Cross Language Prompt Internalization - Most Common Tokens

Calculating the frequency statistics for token predictions
prompt internalization
multilingual prompt internalization
cross language word sense induction
Published

July 8, 2022

The predictions of the model for the different nouns are dominated by specific tokens. These correspond to words like Name, Location and Person which could apply to almost any noun.

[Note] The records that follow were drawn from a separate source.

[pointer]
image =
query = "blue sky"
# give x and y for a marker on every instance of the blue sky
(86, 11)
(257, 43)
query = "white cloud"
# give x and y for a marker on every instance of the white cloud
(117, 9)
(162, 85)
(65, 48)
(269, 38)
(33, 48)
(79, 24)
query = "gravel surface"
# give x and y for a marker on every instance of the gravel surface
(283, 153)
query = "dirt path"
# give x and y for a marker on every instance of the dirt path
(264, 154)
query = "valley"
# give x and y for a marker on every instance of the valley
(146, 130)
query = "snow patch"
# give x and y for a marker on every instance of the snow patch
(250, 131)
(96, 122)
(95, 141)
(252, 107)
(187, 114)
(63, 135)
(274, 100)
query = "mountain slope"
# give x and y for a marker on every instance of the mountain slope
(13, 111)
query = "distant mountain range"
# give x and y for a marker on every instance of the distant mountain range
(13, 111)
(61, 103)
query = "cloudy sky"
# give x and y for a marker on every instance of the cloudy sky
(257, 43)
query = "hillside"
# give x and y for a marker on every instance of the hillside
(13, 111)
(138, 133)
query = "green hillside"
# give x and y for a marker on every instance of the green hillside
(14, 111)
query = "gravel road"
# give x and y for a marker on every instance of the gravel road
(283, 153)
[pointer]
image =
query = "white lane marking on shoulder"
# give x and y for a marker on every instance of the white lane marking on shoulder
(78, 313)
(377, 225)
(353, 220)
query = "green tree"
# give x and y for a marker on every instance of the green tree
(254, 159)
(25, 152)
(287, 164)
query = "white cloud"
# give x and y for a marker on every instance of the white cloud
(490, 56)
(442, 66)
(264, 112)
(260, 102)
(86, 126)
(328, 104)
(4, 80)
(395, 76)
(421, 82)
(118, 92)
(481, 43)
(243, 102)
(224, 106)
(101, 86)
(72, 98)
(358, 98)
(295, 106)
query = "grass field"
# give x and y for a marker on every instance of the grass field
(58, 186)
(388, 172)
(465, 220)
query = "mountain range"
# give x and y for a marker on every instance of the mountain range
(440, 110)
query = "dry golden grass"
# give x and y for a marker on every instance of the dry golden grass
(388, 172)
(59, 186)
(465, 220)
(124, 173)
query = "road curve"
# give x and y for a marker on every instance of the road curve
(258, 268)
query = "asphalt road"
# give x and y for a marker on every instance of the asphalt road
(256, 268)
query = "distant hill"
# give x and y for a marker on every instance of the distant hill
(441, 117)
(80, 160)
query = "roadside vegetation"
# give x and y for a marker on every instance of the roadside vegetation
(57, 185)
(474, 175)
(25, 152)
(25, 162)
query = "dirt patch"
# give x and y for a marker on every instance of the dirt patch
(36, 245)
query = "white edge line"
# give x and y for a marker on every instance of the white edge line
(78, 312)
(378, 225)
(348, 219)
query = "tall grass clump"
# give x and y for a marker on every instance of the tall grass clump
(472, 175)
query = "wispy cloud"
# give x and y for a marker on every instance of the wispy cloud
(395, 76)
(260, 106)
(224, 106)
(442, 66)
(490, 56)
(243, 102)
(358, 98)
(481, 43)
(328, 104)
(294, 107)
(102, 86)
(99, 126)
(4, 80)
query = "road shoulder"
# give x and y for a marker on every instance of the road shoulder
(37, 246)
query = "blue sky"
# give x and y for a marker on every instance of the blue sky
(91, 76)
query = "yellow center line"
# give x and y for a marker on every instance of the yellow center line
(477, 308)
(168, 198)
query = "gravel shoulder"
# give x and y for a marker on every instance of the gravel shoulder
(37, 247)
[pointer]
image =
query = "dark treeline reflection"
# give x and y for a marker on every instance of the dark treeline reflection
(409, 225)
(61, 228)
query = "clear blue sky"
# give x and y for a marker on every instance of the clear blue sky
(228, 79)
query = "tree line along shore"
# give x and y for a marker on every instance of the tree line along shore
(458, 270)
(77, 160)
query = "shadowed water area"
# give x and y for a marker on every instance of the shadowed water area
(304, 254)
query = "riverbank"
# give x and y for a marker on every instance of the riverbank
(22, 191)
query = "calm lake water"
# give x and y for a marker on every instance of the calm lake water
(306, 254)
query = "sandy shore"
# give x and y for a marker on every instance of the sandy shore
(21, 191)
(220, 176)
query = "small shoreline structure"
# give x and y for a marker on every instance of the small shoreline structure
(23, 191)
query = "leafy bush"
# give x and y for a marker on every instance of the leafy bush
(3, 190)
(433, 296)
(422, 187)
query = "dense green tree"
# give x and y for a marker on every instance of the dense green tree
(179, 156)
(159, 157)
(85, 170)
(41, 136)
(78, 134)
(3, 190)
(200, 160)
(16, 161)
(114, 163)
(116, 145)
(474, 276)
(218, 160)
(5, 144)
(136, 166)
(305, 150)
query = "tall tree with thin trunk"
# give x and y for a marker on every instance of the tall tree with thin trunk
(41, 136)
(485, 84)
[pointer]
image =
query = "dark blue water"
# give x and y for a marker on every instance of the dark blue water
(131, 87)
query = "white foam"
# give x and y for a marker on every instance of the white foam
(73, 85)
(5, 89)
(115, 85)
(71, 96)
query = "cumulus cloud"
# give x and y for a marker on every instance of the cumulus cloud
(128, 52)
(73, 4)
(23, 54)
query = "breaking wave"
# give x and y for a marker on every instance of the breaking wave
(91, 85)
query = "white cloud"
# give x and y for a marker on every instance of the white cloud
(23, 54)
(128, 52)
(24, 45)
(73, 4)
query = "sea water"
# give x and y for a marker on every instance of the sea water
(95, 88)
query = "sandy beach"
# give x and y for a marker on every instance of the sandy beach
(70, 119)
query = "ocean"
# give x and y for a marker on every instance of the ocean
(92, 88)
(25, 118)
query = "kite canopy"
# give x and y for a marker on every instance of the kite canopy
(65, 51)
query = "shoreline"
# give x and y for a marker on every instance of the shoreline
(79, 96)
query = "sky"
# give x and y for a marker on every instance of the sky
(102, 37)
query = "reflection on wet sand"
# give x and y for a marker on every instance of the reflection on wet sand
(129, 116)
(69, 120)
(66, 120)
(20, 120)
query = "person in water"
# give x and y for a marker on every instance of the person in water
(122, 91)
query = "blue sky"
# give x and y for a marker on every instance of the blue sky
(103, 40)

In this post I am going to calculate the most common tokens that the teacher predicts. With these it should be possible to adjust the model predictions or the training process to improve the quality of the predictions.

Code
import blog.transformers_logging

Aggregation Code

The common tokens will be calculated by taking the softmax teacher output for every single training row in the dataset. This is almost 100k rows and should provide a good average

Code
from pathlib import Path
import datasets

DATA_FOLDER = Path("/data/tatoeba/2022-06-18/dataset")
train_ds = datasets.load_from_disk(DATA_FOLDER / "roberta-train.dataset")
Code
from typing import List

import numpy as np
import torch
from transformers import AutoModelForMaskedLM, AutoTokenizer
from tqdm.auto import tqdm

MODEL_NAME = "roberta-base"

class PromptedFeatureAggregator:
    def __init__(self, model_name: str = MODEL_NAME) -> None:
        self.model = AutoModelForMaskedLM.from_pretrained(model_name)
        self.model.eval()
        self.model.cuda()
        self.tokenizer = AutoTokenizer.from_pretrained(model_name)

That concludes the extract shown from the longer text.